Another interesting story in our family is my paternal grandfather’s miraculous survival of the WW1 sinking of the Lusitania. Grandpa had been away on hatting business in America and was sailing home on the Lusitania when it was torpedoed by the Germans on the south coast of Ireland.  (See Dead Wake: the last crossing of the Lusitania by Erik Larson). He was found floating in the sea and his body was hauled into a lifeboat and laid out on the dock with the dead. But when a doctor came to inspect the bodies, he found Grandpa alive. According to family lore he was never the same. He would cry easily, especially after drinking; an emotionally traumatized man who was expected to carry on, which he did, and later expelled his son from the hat factory because he would not give up his involvement with Oswald Mosley’s political party.

Larson’s excellent book tells of the perhaps deliberate bungling of the Lusitania’s course, taking her south of Ireland, where German submarines were known to lurk, instead of to the north, a safer route.
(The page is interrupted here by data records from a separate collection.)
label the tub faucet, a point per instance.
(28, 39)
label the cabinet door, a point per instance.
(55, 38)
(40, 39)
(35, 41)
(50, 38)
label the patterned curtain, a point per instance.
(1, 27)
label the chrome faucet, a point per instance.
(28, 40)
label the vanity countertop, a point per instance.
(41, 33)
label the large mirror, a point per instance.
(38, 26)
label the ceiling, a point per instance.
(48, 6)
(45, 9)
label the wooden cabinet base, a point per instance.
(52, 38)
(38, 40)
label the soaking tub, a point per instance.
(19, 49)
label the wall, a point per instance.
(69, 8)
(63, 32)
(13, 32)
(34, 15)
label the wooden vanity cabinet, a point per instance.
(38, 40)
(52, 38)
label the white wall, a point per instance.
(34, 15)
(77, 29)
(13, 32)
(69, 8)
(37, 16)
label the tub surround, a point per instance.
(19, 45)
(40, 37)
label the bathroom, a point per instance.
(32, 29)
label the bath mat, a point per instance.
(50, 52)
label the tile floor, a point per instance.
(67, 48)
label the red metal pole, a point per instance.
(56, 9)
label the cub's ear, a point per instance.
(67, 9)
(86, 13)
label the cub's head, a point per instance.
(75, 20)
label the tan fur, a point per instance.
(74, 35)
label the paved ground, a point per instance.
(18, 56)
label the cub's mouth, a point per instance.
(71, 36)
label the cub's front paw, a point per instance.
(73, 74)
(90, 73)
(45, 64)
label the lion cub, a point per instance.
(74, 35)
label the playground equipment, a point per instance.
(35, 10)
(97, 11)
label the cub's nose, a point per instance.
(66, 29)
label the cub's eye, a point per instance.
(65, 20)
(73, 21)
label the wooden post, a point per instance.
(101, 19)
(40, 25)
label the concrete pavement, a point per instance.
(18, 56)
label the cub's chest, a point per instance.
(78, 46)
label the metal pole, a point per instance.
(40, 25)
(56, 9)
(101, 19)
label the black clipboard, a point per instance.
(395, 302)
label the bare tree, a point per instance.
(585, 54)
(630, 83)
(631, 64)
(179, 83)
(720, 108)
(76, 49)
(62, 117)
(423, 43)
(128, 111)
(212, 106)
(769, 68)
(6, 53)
It is implied that Churchill may have engineered this, sacrificing the lives of predominantly American passengers in order to draw the USA into the war as Britain’s allies.

R to L my father, his sister Molly, Granny & Grandpa

I recently came across an article that cheered me, and which I believe would have pleased my father. The old hat factory in Offerton, near Stockport/Manchester, is to be converted into 144 affordable housing units. This is particularly interesting to me because I have a scene in my novel set in my grandfather’s office in this huge old brick building. It is good to know that the building, far from being demolished, is actually being converted into something appropriate to our times.